Originally posted on Credit Union Times 10/27/15
The thing about the truth is that sometimes it’s hard to hear. There’s no way around the truth. As much as we’d like to ignore it, doing so often results in disastrous outcomes.
People who run or manage organizations are not immune to the truth. The problem is too many so-called leaders still operate as if nothing is going on outside of their own four walls. These are the same people who wonder why their companies are not growing.
They try to figure it out on their own and get no answers. They’re terrified to let an objective 3rd party take a look at the situation. Heaven forbid, as a result of such an analysis, it may come up that there may be some areas where improvement is desperately needed.
There has to be some discussion about the inevitability of truth and the reality of the marketplace. I’m not talking about a fleeting message heard at conferences or training sessions. I’m talking about serious, honest-to-goodness, no-holds-barred, jaw-dropping, hair-raising discussions at the organizational level.
To be frank, I’m tired of listening to the same nonsense about the way things used to be, people being “uncomfortable” with change, maintaining the status quo because it’s easier that way, etc. I’m exhausted with tales of CEOs being afraid to try new things because they’re afraid of losing their jobs. I’m sick of hearing about organizations refusing to make smart, relevant, and necessary strategic decisions because “the timing isn’t right” or “a fraction of our membership won’t respond to it.” I’m tired of hearing about Board members holding up progress by saying “no” to new ideas and services because they think that if they won’t use them, nobody else will. Mobile banking comes to mind. There are still some credit unions that are “thinking about it.” The time for thinking is over. You’re either going to get the technology (that is just expected now) or you’ll be closing your doors soon.
If we continue to ignore certain truths, things will only get worse. If we continue to accept only parts of reality instead of the entire reality, the things we can presently control will quickly move into the realm of that which is out of our control.

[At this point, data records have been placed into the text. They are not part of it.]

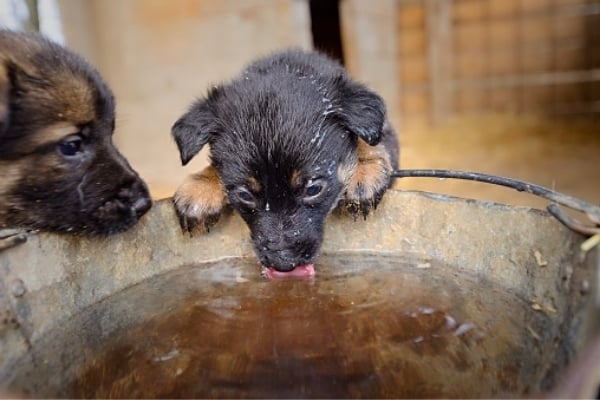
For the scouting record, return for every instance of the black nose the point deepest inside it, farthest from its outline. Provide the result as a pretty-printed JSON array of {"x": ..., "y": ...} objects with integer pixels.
[{"x": 136, "y": 197}]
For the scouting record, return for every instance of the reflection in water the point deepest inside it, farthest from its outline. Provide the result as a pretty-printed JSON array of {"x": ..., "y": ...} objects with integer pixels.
[{"x": 363, "y": 327}]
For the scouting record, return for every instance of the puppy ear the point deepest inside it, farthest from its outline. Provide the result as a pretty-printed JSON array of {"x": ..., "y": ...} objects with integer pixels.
[
  {"x": 4, "y": 98},
  {"x": 194, "y": 129},
  {"x": 363, "y": 112}
]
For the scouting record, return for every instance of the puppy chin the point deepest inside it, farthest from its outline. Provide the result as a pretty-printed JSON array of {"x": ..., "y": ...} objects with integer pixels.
[
  {"x": 115, "y": 216},
  {"x": 284, "y": 262}
]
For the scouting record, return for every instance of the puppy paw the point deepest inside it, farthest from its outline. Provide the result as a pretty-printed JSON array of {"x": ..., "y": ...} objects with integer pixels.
[
  {"x": 12, "y": 237},
  {"x": 199, "y": 201},
  {"x": 370, "y": 180}
]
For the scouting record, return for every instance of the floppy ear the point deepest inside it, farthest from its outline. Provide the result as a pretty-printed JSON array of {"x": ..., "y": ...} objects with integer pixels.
[
  {"x": 4, "y": 98},
  {"x": 363, "y": 112},
  {"x": 194, "y": 129}
]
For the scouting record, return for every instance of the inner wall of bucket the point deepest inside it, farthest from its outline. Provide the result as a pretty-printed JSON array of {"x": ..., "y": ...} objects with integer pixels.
[{"x": 397, "y": 319}]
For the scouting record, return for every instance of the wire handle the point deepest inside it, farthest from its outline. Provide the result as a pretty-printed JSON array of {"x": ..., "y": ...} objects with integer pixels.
[{"x": 590, "y": 210}]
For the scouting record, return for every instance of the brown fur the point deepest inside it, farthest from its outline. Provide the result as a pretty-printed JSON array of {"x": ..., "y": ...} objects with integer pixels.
[{"x": 202, "y": 195}]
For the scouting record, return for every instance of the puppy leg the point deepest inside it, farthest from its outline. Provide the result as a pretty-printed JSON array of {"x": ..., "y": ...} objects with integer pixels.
[
  {"x": 11, "y": 237},
  {"x": 200, "y": 200},
  {"x": 370, "y": 179}
]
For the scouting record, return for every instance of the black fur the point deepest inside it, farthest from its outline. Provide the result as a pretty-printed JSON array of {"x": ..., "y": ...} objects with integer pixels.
[{"x": 291, "y": 115}]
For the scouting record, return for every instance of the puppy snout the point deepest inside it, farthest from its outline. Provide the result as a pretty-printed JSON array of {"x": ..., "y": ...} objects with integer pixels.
[{"x": 284, "y": 253}]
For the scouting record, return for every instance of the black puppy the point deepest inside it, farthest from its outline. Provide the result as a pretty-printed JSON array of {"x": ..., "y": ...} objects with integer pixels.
[
  {"x": 59, "y": 170},
  {"x": 290, "y": 138}
]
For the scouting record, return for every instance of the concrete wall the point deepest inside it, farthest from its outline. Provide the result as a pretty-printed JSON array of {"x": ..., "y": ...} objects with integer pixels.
[{"x": 158, "y": 56}]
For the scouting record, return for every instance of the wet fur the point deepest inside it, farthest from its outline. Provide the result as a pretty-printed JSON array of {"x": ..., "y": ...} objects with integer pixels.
[
  {"x": 50, "y": 96},
  {"x": 289, "y": 122}
]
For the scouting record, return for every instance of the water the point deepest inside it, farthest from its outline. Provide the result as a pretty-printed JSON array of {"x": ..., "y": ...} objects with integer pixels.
[{"x": 365, "y": 326}]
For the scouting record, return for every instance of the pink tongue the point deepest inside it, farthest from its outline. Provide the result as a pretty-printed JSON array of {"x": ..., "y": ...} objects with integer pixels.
[{"x": 301, "y": 271}]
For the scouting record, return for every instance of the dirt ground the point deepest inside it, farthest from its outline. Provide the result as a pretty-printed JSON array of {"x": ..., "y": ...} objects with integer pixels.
[{"x": 561, "y": 155}]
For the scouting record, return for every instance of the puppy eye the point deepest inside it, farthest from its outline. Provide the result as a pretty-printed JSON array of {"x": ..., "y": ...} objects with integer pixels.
[
  {"x": 71, "y": 146},
  {"x": 246, "y": 197},
  {"x": 313, "y": 189}
]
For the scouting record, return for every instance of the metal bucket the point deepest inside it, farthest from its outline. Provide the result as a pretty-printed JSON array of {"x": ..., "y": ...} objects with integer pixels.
[{"x": 431, "y": 296}]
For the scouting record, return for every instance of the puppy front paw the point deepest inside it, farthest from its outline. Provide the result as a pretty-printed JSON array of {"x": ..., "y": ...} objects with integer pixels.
[
  {"x": 370, "y": 180},
  {"x": 199, "y": 201}
]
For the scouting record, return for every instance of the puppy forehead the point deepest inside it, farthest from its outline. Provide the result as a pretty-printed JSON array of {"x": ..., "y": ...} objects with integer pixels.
[{"x": 52, "y": 134}]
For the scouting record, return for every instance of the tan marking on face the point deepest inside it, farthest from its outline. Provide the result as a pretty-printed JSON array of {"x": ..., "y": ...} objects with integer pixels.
[
  {"x": 11, "y": 173},
  {"x": 372, "y": 172},
  {"x": 254, "y": 184},
  {"x": 346, "y": 170},
  {"x": 201, "y": 196},
  {"x": 77, "y": 97}
]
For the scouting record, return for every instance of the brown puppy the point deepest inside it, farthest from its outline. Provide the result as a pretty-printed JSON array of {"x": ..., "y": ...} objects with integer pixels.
[
  {"x": 290, "y": 138},
  {"x": 59, "y": 170}
]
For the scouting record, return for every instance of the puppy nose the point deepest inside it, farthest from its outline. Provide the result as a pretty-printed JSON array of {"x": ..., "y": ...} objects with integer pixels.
[
  {"x": 135, "y": 195},
  {"x": 141, "y": 206}
]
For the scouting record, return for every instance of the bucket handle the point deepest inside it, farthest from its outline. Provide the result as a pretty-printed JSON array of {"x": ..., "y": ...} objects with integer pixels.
[{"x": 590, "y": 210}]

Here are some hard truths that companies and organizations and the people who manage them need to face:
Credit unions must adapt to the new forces at play in the marketplace. It’s not the other way around. You must go to the market because the days of business just walking in the door are over. If your business isn’t growing the way you’d like, one of the reasons might just be that your beliefs on the best ways to conduct business are no longer appropriate for the current marketplace. If you can’t recognize that knowing everyone’s name isn’t a top priority for today’s consumers, you need to rethink your strategy or at least do some research. No one is suggesting that you stop giving outstanding personalized service but you don’t work at Cheers. The truth is that the target market of consumers (Generation X and Millennials) want you to solve their problems. If you happen to know their names, that’s a bonus. But it isn’t necessary.
The “good old days” are exactly that….old. If your standards and methods are still anchored in the past, they aren’t doing any good and are most likely harming your enterprise. It’s good that some things never change; however, there are other things that simply must change. The “good old days” are gone. They’re never coming back. Let them go or step aside before it’s too late.
Not all credit unions are lagging behind! There are some organizations doing tremendous things and making smart strategic decisions! Unfortunately though, the hard truth is there are still entirely too many credit unions that spend a lot of time talking about the need to innovate and modernize but not nearly enough time taking meaningful action. Or they’re ignoring these critical realities altogether and hoping things will go back to the way things were.
Sometimes the truth makes us uncomfortable. If that discomfort results in taking action to address the reality, that’s not such a terrible thing, is it?